Bab 19

238 22 9
                                    

"Argh. Menyebalkan."gerutu Fadil, acap kali ia sedang bicara bos-nya itu pasti memutus sambungan.

"Baiklah, Fadil. Ayo, semangat! Sampai kau bisa membeli sebuah pulau."imbuhnya. Menghampiri meja kerja, duduk di kursi, lalu melakukan pemanasan terlebih dahulu sebelum memulai kembali aktivitasnya. Setelah itu, ia bergerak dengan mengetik biodata lengkap milik Qin Marques, mengirimkan kepada informan terpercayanya untuk mencari tahu. Dengan begitu, ia bisa dapat sedikit bersantai sampai kabar itu datang melalui bell apartemen.

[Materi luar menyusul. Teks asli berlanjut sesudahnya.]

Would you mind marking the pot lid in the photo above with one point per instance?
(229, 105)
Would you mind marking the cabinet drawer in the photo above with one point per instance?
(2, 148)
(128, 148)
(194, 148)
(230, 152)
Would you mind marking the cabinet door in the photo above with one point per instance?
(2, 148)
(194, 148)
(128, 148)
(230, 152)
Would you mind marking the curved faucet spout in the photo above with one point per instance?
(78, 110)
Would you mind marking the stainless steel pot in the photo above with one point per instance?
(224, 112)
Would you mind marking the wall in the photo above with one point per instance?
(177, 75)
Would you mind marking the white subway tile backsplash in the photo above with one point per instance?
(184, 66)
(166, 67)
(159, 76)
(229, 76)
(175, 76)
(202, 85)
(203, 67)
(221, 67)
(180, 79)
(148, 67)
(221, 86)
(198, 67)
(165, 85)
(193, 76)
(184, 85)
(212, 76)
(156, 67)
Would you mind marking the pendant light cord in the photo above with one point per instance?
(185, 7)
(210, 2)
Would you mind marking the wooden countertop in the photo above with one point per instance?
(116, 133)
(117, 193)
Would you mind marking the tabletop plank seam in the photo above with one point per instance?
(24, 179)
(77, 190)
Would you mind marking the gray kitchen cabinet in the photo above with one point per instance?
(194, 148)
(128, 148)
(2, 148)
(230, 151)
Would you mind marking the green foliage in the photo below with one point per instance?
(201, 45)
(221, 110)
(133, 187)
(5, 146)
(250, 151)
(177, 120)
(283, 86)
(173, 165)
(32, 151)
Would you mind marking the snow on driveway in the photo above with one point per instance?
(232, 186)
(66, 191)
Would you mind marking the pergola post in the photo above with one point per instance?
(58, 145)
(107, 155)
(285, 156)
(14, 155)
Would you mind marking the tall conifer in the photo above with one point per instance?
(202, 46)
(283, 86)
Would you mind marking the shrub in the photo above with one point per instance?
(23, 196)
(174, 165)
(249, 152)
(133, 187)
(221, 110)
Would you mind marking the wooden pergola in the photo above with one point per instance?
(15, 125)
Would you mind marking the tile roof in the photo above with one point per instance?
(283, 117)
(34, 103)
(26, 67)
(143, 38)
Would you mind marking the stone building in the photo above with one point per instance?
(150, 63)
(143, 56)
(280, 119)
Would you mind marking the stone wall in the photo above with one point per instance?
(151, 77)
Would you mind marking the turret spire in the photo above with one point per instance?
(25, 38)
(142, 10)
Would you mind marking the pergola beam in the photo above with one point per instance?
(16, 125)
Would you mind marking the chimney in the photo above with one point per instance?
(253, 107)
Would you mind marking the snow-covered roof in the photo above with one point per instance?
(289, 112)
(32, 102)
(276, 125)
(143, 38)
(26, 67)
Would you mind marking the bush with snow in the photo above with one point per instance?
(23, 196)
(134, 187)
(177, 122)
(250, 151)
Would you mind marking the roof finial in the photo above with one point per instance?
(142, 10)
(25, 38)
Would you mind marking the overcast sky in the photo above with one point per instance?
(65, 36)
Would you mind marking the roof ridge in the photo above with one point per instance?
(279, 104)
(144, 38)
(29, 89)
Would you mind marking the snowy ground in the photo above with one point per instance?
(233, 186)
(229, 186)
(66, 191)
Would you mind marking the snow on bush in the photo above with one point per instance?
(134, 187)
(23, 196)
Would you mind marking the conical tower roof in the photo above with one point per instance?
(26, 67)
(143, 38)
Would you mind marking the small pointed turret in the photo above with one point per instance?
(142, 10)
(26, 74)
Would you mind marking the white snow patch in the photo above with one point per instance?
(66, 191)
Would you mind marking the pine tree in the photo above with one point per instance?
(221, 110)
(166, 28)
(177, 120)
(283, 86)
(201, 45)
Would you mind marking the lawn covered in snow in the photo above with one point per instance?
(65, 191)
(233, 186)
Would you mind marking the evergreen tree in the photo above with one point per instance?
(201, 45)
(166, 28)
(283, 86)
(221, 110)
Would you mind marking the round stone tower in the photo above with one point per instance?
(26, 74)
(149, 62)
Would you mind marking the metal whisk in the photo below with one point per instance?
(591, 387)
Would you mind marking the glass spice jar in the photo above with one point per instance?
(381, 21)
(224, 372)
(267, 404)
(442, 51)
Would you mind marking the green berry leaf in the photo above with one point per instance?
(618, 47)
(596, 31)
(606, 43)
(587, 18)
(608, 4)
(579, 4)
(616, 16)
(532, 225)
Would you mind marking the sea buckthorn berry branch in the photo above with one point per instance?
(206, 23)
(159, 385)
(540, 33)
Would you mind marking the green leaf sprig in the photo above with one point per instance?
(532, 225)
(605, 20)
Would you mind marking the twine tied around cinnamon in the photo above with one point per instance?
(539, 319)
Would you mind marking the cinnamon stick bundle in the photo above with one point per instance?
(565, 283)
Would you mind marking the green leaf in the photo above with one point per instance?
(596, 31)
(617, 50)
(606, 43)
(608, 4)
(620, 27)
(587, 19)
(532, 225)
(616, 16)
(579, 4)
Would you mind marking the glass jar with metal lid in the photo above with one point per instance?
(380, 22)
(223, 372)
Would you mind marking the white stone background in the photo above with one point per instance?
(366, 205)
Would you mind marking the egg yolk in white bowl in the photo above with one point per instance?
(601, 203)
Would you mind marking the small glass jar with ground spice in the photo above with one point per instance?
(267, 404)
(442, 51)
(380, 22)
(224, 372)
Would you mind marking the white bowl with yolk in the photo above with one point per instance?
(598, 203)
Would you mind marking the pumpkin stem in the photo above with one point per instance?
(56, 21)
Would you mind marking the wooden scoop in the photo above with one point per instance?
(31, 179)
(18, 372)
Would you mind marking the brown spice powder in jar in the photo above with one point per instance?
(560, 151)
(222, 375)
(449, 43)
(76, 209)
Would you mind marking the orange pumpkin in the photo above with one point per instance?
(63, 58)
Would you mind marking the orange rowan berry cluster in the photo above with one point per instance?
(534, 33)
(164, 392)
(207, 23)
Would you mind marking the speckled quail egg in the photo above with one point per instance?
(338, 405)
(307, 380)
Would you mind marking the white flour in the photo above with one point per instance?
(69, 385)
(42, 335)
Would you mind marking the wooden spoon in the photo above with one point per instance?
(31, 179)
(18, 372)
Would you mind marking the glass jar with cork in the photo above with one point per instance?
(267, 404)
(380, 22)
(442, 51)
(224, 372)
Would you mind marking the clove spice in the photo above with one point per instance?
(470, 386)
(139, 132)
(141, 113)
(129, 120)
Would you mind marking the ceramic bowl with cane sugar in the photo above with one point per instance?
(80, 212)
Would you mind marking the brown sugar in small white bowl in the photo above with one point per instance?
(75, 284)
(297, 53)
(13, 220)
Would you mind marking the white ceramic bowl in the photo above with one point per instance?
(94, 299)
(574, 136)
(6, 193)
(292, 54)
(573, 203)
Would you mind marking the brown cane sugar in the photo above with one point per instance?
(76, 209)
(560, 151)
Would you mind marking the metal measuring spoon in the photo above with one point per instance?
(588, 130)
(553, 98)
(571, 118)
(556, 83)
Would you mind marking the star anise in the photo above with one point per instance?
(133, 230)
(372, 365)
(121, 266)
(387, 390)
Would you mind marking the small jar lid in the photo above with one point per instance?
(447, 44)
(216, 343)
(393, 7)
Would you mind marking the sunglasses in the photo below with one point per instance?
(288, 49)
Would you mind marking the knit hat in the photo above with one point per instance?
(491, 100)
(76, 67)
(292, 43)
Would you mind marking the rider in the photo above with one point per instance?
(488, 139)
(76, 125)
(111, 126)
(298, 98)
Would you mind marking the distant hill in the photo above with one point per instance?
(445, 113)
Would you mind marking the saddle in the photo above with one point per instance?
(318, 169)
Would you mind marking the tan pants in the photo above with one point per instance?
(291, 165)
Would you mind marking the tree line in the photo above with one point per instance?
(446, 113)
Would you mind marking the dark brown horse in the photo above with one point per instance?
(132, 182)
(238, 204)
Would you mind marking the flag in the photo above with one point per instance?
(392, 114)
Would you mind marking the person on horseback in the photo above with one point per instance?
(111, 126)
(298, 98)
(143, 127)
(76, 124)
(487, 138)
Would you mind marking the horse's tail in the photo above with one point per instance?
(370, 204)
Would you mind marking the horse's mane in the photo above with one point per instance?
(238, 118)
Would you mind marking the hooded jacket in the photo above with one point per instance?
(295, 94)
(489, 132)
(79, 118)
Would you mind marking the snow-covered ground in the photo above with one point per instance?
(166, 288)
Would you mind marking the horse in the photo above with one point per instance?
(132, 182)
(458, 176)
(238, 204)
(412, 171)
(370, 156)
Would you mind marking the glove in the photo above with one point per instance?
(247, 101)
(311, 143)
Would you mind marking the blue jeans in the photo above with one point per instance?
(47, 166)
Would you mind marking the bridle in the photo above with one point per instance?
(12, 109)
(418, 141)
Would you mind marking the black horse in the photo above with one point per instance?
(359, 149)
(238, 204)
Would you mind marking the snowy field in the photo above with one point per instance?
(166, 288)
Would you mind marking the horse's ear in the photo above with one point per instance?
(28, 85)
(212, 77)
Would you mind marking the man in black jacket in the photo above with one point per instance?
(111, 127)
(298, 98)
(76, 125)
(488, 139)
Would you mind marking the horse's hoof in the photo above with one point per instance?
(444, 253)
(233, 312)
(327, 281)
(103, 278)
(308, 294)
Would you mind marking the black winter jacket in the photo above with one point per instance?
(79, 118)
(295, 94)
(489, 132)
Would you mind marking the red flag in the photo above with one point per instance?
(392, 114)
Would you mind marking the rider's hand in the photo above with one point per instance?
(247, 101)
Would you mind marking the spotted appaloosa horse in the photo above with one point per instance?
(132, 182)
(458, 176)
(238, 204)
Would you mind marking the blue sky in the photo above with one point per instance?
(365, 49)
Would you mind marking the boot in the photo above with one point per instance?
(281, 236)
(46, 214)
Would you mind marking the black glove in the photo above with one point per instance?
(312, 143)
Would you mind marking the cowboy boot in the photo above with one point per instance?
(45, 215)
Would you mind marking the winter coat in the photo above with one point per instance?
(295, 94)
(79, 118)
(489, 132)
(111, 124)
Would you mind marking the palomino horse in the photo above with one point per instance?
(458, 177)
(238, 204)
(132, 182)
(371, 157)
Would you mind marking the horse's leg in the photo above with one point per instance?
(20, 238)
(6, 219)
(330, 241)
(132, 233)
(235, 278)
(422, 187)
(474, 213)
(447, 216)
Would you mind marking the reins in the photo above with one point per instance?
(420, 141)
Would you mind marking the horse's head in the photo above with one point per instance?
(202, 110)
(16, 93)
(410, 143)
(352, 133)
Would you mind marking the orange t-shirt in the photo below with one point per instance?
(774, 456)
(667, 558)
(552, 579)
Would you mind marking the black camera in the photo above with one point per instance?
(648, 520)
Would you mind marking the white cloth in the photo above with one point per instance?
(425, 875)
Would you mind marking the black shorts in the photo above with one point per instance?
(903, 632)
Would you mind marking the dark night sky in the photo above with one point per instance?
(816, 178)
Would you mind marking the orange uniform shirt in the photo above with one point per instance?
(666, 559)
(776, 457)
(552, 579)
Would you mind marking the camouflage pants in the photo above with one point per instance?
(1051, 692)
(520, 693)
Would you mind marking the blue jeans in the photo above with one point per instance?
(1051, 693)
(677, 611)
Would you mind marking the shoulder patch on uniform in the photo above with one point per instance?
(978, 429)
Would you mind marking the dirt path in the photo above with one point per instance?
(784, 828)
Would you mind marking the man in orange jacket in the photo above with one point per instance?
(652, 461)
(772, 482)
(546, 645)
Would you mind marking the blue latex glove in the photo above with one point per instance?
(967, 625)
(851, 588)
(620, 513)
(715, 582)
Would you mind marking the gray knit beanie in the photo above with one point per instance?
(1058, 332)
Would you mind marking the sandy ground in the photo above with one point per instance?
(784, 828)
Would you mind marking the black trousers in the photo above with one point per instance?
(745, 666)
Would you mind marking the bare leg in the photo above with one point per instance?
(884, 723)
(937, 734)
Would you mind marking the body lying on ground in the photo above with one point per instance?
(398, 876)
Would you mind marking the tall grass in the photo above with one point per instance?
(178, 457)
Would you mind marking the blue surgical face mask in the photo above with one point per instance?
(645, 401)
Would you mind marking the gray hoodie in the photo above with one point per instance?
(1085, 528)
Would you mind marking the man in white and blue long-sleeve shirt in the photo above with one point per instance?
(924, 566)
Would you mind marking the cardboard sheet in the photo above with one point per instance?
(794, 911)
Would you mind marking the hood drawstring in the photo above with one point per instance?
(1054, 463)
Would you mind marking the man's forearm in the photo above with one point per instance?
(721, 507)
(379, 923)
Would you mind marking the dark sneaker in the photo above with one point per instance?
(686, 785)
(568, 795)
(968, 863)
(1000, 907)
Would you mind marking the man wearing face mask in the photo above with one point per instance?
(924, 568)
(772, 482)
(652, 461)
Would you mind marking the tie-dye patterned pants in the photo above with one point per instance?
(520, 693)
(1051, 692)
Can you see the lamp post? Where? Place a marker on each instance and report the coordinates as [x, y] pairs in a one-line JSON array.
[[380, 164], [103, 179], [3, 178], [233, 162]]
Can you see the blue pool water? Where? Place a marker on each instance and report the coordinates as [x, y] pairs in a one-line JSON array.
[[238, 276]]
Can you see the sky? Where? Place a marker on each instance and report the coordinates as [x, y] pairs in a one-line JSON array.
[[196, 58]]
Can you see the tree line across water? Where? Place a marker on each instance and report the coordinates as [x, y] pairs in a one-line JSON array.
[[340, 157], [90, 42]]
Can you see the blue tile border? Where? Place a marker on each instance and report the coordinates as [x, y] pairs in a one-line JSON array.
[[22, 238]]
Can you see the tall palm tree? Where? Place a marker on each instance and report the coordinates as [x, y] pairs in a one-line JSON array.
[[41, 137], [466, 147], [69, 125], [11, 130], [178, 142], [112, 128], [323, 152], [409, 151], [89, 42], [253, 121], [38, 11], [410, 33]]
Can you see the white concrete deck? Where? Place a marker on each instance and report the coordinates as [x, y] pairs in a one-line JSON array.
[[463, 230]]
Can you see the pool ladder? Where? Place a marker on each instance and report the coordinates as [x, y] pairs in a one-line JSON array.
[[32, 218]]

"Cari tahu orang itu. Apa yang dia lakukan seharian ini dan bertemu dengan siapa saja. Beri aku informasi lengkap, tak kurang sedikit pun. Malam ini selesai. Ini perintah bos besar."eja Fadil seraya mengetikkan di papan keyboard.

Tak lama muncul respon dari sang informan.

"Baik, bos."

"OK! Aku tunggu kabar baik dari kalian."ketik Fadil lalu kirim.

"Siap!"

"Selesai."Lantai menghembuskan napas lega dengan kepala bersandar pada punggung kursi. Tiba-tiba Fadil sangat mengantuk dengan berulang kali menguap. Lantas melirik jam dinding, pantas ia merasa sangat mengantuk, mata terasa perih dan juga berat ternyata sudah malam. Rasa ngantuk berat membuat Fadil tak sanggup lagi untuk bangun apa lagi pindah ke kasur. Akhirnya, dengan posisi duduk, kepala bersandar pada punggung kursi  menjadi salah satu solusinya. Tak butuh waktu lama untuk membuatnya terlelap hanya dalam kurun waktu lima menit Fadil sudah tidur pulas dengan mendengkur.

Jarum jam terus berputar menunjukkan angkanya Fadil masih bertahan di posisinya hingga di pukul jam 02:15 menit bel apartemennya berbunyi mengagetkan Fadil yang refleks langsung berdiri, membuat jantungnya seketika berdegup sesak, kepala berdenyut keras dan tulang leher seperti patah karena posisi tidurnya itu.

"Ahhh..."keluh Fadil mengusap-usap tengkuknya. Bel kembali berbunyi. Fadil bergerak menghampiri pintu. Pada saat itu, ia juga hampir jatuh tersandung kabel terminal yang tergeletak sembarangan di lantai.

Pintu dibuka. Orang berpakaian misterius yang berdiri di depan pintu nampak terkejut melihatnya lebih tepat penampilan semrawutnya saat ini, rambut berantakan bak tersetrum, wajah kusam kurang perawatan, dan mata yang masih mengantuk. Berdiri di ambang pintu dengan kaos oblong dan celana training menggaruk perut sungguh jauh dari kata nama asisten cool yang sangar.

"Apa?"ucap Fadil sedikit sinis.

"Kami sudah melaksanakan tugas yang kau minta. Dan, ini hasilnya."sahut pria bertopi hitam menunjukkan map cokelat ke Fadil.

"Bagus."map cokelat diambil Fadil. "Sana pergi. Mengganggu saja."

Jebret!! Pintu dibanting kasar. Membuat pria bertopi terlonjat keget dan mengelus dada sambil membatin untuk ditambahkan hatinya.

Fadil tidak langsung membuka map cokelat pemberian sang informan. Melainkan meletakkannya ke meja makan sementara ia menghempaskan diri ke kasur. Sebentar terpejam sebentar melotot lagi. Fadil berdecak, inilah jika tidurnya terganggu. Susah buat tidur kembali. Ia pun beranjak dari kasur. Melangkah ia menghampiri lemari pendingin mengambil botol mineral.

Sambil meneguk air mineral matanya melirik ke arah map cokelat di atas meja. Timbullah rasa penasaran yang begitu besar. Sebenarnya apa sih yang Everest cari? Sampai malam-malam menyuruhnya untuk mencari tahu kegiatan apa yang Qin lakukan seharian ini? Begitu banyak pertanyaan berseliweran di benaknya. Tak mau menunggu waktu lama, tangannya meraih map itu.

Dengan alis berkerut map dibuka. Awalnya nampak biasa, namun saat melihat foto-foto itu tergemaplah ia. Amplop yang mana berisi foto-foto Qin lakukan seharian ini. Yang membuat dia kaget bukan apa yang dilakukannya tapi dengan siapa dia pergi.